La calidez del agua sobre una estufa, el círculo acogedor de las paredes, la claridad reluciente del día.
La paz de sus puertas, el aire recóndito de sus ventanas, el olor, sobre todo el olor.
El olor a cilantro recién picado, a ollas que hierven con comida fresca, a pan recién horneado, a baño limpio. Cloro, jabón, desodorante, patio de hierbas, jardín con azaleas, jazmines, rosas.
Desamparados los que no tienen un sitio bajo el cielo, una pieza, un metro cuadrado de privacidad, un lugar donde se duerme sin sobresaltos, escuchas música, piensas, sueñas, convives con alguien, sexo sin vergüenzas.
El hogar es más que una casa, se entiende.
Más que un lugar enrejado, sellado y lleno de defensas con veinte candados, alarma y todo eso.

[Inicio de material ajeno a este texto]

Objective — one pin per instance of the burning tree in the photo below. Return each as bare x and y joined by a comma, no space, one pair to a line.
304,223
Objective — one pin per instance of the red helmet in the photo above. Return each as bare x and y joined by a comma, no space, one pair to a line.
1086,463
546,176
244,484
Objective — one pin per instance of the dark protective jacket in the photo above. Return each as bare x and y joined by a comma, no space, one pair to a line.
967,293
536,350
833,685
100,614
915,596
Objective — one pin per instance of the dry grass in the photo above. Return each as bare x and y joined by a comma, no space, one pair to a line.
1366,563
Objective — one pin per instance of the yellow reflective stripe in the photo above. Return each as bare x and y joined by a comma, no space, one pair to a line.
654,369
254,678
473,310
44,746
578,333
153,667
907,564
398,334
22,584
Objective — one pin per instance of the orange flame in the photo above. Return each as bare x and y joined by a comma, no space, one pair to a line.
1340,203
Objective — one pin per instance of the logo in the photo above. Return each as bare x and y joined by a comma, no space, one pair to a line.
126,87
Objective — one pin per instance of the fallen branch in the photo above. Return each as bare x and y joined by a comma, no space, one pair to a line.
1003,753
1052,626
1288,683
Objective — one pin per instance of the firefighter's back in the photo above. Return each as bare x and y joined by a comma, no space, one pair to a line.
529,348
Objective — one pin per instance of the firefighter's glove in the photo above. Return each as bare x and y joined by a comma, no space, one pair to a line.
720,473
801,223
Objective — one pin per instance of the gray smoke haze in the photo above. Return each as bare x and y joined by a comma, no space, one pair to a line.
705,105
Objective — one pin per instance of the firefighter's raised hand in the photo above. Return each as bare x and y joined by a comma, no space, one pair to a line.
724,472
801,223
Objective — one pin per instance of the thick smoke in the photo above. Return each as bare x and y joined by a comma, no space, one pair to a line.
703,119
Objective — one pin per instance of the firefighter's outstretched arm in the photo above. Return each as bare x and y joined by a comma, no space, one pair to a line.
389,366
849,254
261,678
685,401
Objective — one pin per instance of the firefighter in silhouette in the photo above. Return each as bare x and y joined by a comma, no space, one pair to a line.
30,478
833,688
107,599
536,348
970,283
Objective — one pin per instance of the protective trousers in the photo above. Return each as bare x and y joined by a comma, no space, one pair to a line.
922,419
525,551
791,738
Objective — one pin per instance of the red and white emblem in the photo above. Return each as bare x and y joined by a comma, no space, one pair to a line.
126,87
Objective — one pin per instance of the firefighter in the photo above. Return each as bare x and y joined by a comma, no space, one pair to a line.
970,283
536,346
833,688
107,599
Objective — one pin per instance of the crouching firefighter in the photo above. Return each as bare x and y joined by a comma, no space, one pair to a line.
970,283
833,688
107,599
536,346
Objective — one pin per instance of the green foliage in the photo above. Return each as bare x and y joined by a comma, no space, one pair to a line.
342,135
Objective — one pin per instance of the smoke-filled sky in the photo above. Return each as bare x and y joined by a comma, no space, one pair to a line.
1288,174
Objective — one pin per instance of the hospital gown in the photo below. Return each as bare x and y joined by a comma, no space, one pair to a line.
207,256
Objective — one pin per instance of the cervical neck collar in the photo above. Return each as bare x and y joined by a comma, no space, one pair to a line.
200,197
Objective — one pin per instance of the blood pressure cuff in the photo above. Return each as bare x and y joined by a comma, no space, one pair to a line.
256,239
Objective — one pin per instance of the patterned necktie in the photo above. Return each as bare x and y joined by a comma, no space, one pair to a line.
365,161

Después de caminar por Santiago en un extraño día -abrumada por el smog, agredida por malos espectáculos callejeros, invadida por palabras soeces, olores pertinaces a bombas lacrimógenas, violencia, hediondez-, puse la llave en la puerta y entré al hogar. Me recibió un abrazo amplio, la luminosidad de las ventanas, el perfume del té recién preparado y la paz. ¡Ah, la paz!, se desatan guerras por este instante perfecto, íntimo, eterno.
Nunca como hoy había comprendido el valor del espacio que habito. Recordé aquella vieja canción: "no hay sitio bajo el cielo más dulce que el hogar".